As discussed in the Chaos Monkey Alternatives - Docker chapter, Pumba is a Chaos injection tool primarily built for Docker. However, it can also be deployed on Kubernetes and, by extension, on OpenShift using a DaemonSet. Pumba can stop, pause, kill, and remove containers, which means it works fairly well with OpenShift pods that are made up of one or more containers.

  1. To deploy Pumba in OpenShift nodes using a DaemonSet you must first add a security policy to allow the OpenShift developer user to administer Kubernetes clusters.

    oc adm policy --as system:admin add-cluster-role-to-user cluster-admin developer
  2. Add the privileged security context restraint to the default user for your project.

    oc adm policy add-scc-to-user privileged system:serviceaccount:<project>:default
  3. Set the allowHostDirVolumePlugin option to true in the restricted security restraint, which will allow OpenShift to connect to the Docker container.

    oc edit scc restricted
    # Please edit the object below. Lines beginning with a '#' will be ignored,
    # and an empty file will abort the edit. If an error occurs while saving this file will be
    # reopened with the relevant failures.
    #
    allowHostDirVolumePlugin: true
    allowHostIPC: false
    allowHostNetwork: false
    allowHostPID: false
    allowHostPorts: false
    allowPrivilegedContainer: false
    allowedCapabilities: null
    apiVersion: security.openshift.io/v1
    # [...]
  4. Download the pumba_openshift.yml file and modify it as necessary. By default every 30 seconds it will kill a container within a pod containing the string "hello" in its name.

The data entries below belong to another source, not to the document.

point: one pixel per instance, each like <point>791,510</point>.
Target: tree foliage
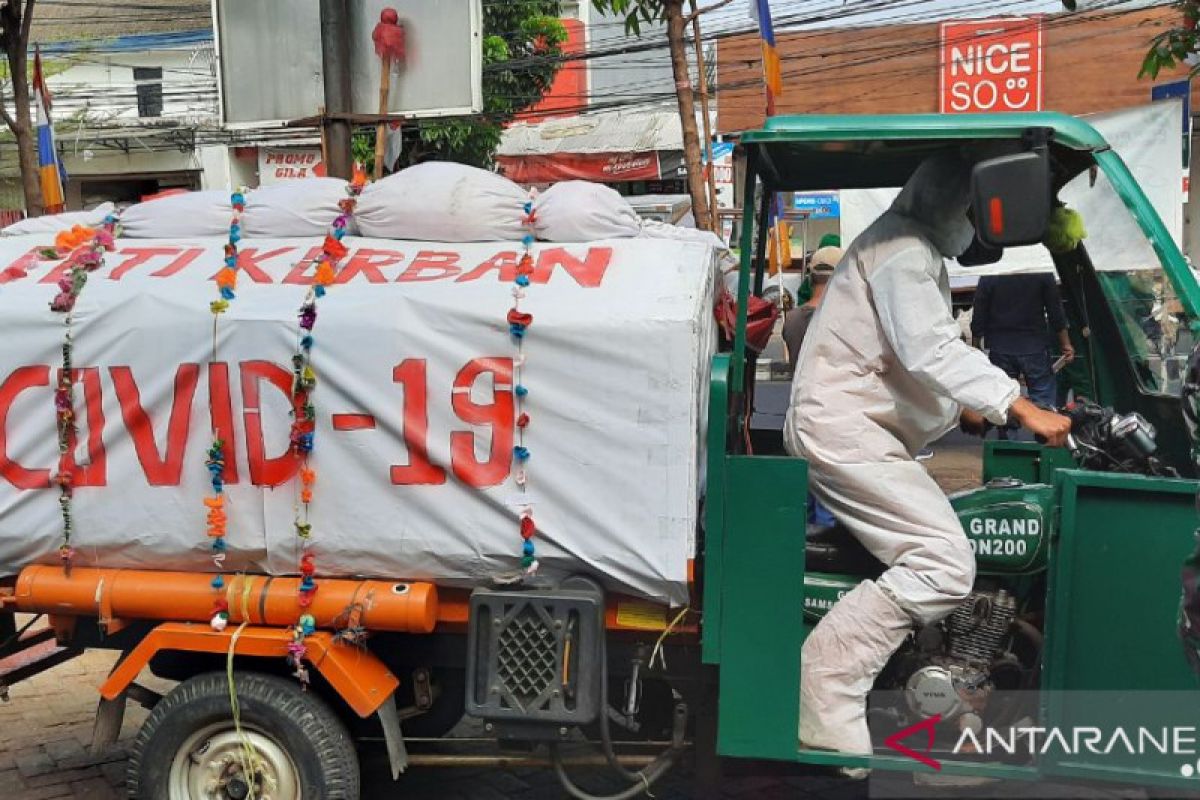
<point>1175,46</point>
<point>521,43</point>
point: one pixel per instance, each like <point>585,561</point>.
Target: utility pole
<point>335,52</point>
<point>677,40</point>
<point>713,221</point>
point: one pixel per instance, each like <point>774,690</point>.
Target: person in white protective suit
<point>883,372</point>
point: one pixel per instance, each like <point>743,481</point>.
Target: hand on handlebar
<point>1047,425</point>
<point>972,422</point>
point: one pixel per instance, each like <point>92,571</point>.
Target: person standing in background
<point>821,269</point>
<point>796,325</point>
<point>1013,317</point>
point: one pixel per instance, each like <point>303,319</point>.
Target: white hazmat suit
<point>883,372</point>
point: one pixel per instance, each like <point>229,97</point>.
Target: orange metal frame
<point>354,673</point>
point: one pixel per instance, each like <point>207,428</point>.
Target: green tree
<point>522,44</point>
<point>671,12</point>
<point>1174,46</point>
<point>16,18</point>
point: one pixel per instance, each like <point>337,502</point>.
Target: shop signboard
<point>991,65</point>
<point>723,174</point>
<point>817,205</point>
<point>277,164</point>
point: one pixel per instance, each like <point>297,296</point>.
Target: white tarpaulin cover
<point>1147,138</point>
<point>413,353</point>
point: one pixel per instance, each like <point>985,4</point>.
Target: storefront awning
<point>607,146</point>
<point>601,167</point>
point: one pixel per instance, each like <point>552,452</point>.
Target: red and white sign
<point>277,164</point>
<point>603,167</point>
<point>991,65</point>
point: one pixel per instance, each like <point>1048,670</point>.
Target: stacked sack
<point>438,202</point>
<point>305,206</point>
<point>443,202</point>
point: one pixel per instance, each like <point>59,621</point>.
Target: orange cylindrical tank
<point>257,599</point>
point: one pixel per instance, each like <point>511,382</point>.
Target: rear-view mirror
<point>1011,198</point>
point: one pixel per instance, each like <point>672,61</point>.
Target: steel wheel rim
<point>209,763</point>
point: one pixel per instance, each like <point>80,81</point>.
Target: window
<point>149,83</point>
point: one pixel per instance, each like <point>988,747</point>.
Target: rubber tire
<point>300,722</point>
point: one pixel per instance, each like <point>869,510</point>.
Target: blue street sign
<point>819,205</point>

    curl -O https://raw.githubusercontent.com/alexei-led/pumba/master/deploy/pumba_openshift.yml
    apiVersion: extensions/v1beta1
    kind: DaemonSet
    metadata:
      name: pumba
    spec:
      template:
        metadata:
          labels:
            app: pumba
          name: pumba
        spec:
          containers:
          - image: gaiaadm/pumba:master
            imagePullPolicy: Always
            name: pumba
            command: ["pumba"]
            args: ["--random", "--debug", "--interval", "30s", "kill", "--signal", "SIGKILL", "re2:.*hello.*"]
            securityContext:
              runAsUser: 0
            volumeMounts:
              - name: dockersocket
                mountPath: /var/run/docker.sock
          volumes:
            - hostPath:
                path: /var/run/docker.sock
              name: dockersocket
  5. Finally, create the DaemonSet from the pumba_openshift.yml.

    oc create -f pumba_openshift.yml
    daemonset.extensions "pumba" created

That's it. Now just add some pods to your project that match the regex used in the DaemonSet, if any, and Pumba should pick up on them and start killing them off. Check out this handy video tutorial for all the details.